Cette année, la chute historique des collectes déséquilibre durablement notre compte de gestion. Elle renforce une pression déjà prégnante sur notre « modèle Sacem », dont les deux-tiers des charges sont financées par les prélèvements sur les droits versés par la Sacem à ses membres.

Il est indispensable d’accélérer et de renforcer notre transformation : c’est en rendant notre modèle plus agile que nous pourrons bâtir une Sacem plus accessible, plus proactive, plus numérique et plus internationale. Cette transformation est un levier essentiel pour notre développement. Elle comprend nécessairement un plan d’économies pérennes et une réduction de nos frais de personnels, qui représentent les deux tiers de nos frais de fonctionnement. Nous avons lancé, dans un dialogue social respectueux, un plan de départs qui portera sur une partie de nos effectifs.

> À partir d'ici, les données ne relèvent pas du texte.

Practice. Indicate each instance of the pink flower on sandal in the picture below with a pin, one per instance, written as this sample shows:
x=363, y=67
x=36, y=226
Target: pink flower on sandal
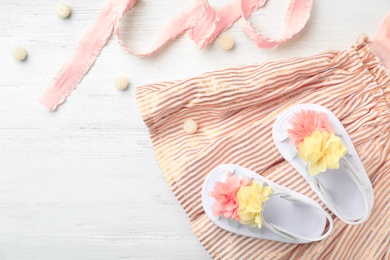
x=305, y=123
x=225, y=194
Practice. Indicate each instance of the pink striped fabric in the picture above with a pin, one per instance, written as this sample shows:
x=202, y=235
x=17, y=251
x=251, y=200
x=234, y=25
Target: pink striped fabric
x=235, y=109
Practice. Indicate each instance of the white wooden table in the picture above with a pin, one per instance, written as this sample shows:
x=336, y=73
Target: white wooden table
x=83, y=182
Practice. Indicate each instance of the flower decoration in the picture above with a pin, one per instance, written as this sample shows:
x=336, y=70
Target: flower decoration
x=240, y=199
x=313, y=136
x=225, y=195
x=251, y=199
x=322, y=151
x=305, y=123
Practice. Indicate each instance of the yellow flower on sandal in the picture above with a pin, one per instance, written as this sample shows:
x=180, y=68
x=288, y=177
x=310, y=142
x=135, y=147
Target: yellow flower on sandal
x=251, y=199
x=322, y=151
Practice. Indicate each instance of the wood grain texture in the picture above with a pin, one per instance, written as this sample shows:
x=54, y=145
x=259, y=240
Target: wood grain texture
x=83, y=182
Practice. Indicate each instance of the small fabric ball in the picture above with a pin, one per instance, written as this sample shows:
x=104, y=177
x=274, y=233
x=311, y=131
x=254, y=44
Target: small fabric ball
x=226, y=42
x=121, y=82
x=63, y=10
x=19, y=53
x=190, y=126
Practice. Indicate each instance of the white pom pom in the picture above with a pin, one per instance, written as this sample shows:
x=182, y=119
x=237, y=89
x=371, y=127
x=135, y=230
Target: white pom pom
x=226, y=42
x=121, y=82
x=190, y=126
x=19, y=53
x=63, y=10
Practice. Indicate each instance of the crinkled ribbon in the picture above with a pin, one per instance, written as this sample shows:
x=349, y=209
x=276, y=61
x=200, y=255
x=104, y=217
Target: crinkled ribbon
x=203, y=22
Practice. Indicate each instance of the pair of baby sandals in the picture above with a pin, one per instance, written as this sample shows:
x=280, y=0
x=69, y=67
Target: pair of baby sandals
x=315, y=143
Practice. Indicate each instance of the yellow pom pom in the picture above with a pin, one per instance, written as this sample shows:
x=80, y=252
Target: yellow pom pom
x=190, y=126
x=63, y=10
x=226, y=42
x=19, y=53
x=121, y=82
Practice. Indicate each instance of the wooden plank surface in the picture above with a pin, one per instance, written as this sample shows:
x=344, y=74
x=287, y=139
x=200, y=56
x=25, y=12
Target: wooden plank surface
x=83, y=182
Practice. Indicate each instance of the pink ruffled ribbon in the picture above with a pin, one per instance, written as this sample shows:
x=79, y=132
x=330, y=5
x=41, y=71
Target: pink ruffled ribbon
x=203, y=22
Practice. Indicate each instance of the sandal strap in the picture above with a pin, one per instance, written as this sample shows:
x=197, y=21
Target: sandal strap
x=293, y=236
x=357, y=178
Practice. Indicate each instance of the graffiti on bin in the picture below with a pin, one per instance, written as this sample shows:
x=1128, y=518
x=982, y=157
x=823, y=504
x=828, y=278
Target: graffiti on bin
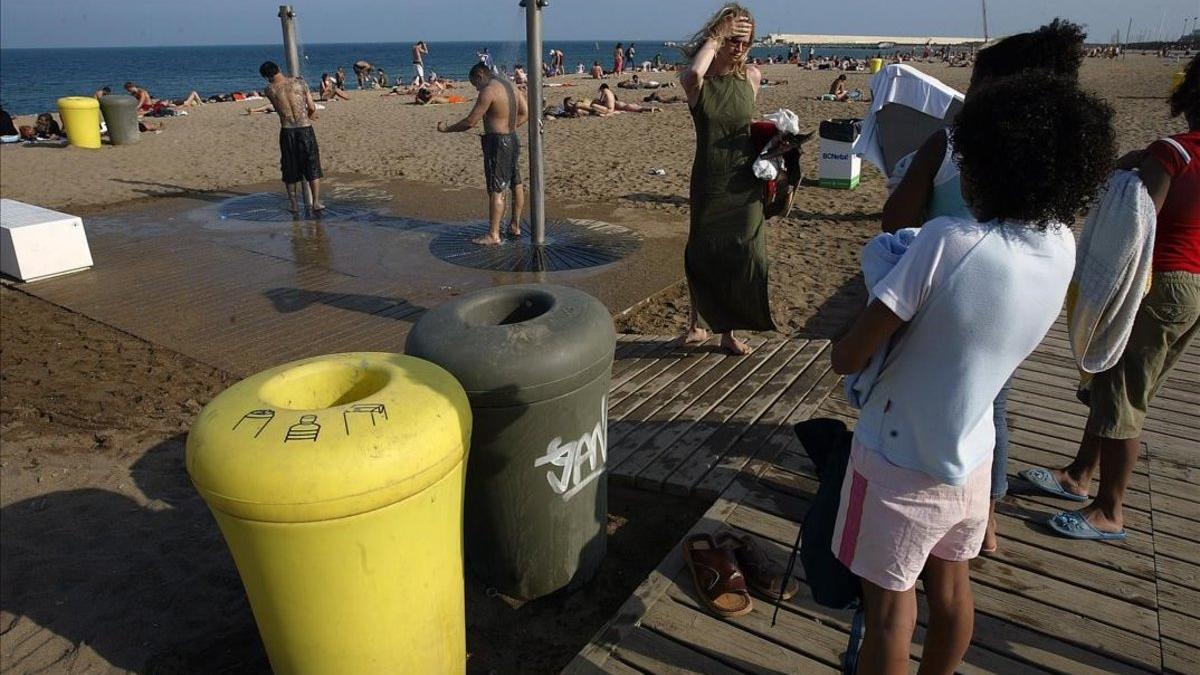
x=588, y=453
x=363, y=411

Ce plan de transformation nous l’avons pensé pour garantir le développement à long terme de la Sacem. Il s’inscrit pleinement dans l’histoire et les valeurs de notre société, qui a su s’adapter et se transformer sans jamais renoncer à sa mission économique, culturelle et sociale, depuis sa fondation, en 1851.

Nul ne sait, aujourd’hui, quand reprendront pour de bon les concerts, les festivals, les spectacles et l’ensemble des événements qui font de la France un pays de culture. Mais notre conviction, c’est que nous sortirons de cette crise par le dialogue, la concertation et l’entraide. Plus que jamais, nous devons avancer unis.

 

Jean-Noël TRONC
Directeur général-Gérant / Chief Executive Officer
Sacem – Société des auteurs, compositeurs et éditeurs de musique
Sdrm – Société de reproduction des droits mécaniques

 

[1] Enquête du Département des Etudes du Ministère de la Culture rendue publique le 1er juillet.
Ce chiffrage est convergent avec celui établi à la demande de France Créative par le cabinet EY en juin (30 MD€ de pertes selon les scénarios).